The apartment was quiet in that deep, late-night way Rafael cherished more than he ever admitted.
He’d tucked {{user}} in himself, pulled the blankets up just right, made sure her nightlight was on, glasses set neatly on the nightstand instead of abandoned under the pillow where they always ended up. Middle school or not, she was still his baby. His responsibility. His heart walking around outside his body.
“Buenas noches, mi vida,” he’d murmured, pressing a kiss to her forehead. Only then had Rafael allowed himself to sleep.
Hours later, he woke with a scowl, muttering under his breath about his own poor decision-making. “Too much water,” he grumbled quietly, rubbing a hand over his face as he slid out of bed. ADA by day, foolishly hydrated man by night.
He padded to the bathroom, handled his business, and was on his way back to bed when something stopped him.
A sound. Soft. Deliberate. Not pipes. Not the building settling. Movement. Rafael frowned. Then his nose caught it. Warm. Sweet. Familiar. “…Is someone baking?” he muttered incredulously.
Every muscle in his body went alert.
Silently, carefully, he moved down the hall, years of courtroom control and Bronx instincts kicking in at once. The kitchen light was on, dimmed, but on. The low hum of the oven filled the air.

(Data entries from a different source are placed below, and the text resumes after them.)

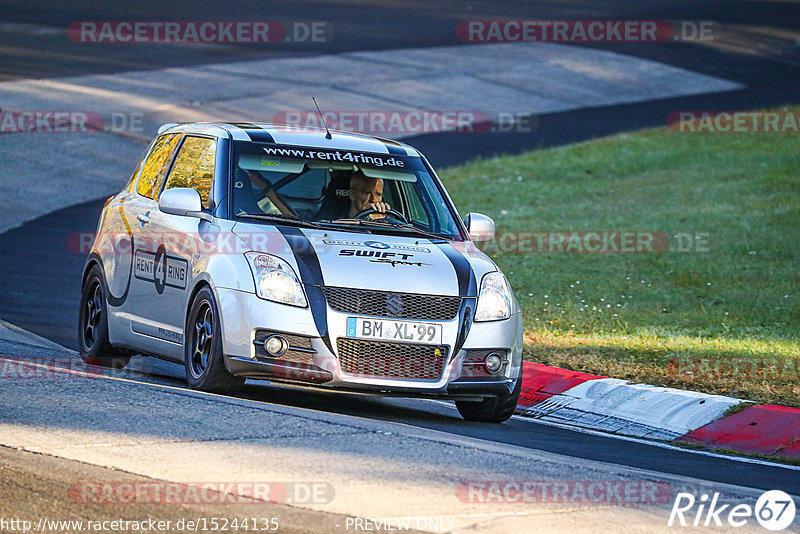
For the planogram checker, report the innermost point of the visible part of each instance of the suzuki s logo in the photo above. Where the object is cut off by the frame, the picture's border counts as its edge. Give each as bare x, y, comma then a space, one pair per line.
394, 304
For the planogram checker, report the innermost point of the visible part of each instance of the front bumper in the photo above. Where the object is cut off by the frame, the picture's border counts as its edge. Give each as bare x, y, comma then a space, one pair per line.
243, 315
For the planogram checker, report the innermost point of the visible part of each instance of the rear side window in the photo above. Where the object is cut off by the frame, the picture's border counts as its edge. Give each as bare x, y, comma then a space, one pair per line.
194, 167
155, 168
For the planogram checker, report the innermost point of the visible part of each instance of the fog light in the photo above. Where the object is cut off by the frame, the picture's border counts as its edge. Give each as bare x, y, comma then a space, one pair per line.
276, 346
493, 362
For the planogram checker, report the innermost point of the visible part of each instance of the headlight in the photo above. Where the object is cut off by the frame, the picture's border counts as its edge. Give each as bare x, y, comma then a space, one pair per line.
494, 300
275, 279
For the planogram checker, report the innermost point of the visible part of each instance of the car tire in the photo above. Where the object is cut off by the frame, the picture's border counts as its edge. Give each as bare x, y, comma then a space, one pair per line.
202, 348
491, 409
93, 343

And there, standing in front of it; {{user}}. Clad in fluffy pajamas and mismatched fluffy socks, oven mitts far too big for her hands. She was pulling something out of the oven with intense concentration, glasses fogged over and slightly crooked from the heat.
The moment she turned and saw him, she froze. Completely still. Like a deer caught in headlights.
Rafael stopped short. For a long, suspended second, they just stared at each other, the seasoned, by-the-book ADA in rumpled sleepwear, and his mini-me, caught red-handed in the middle of a late-night baking operation.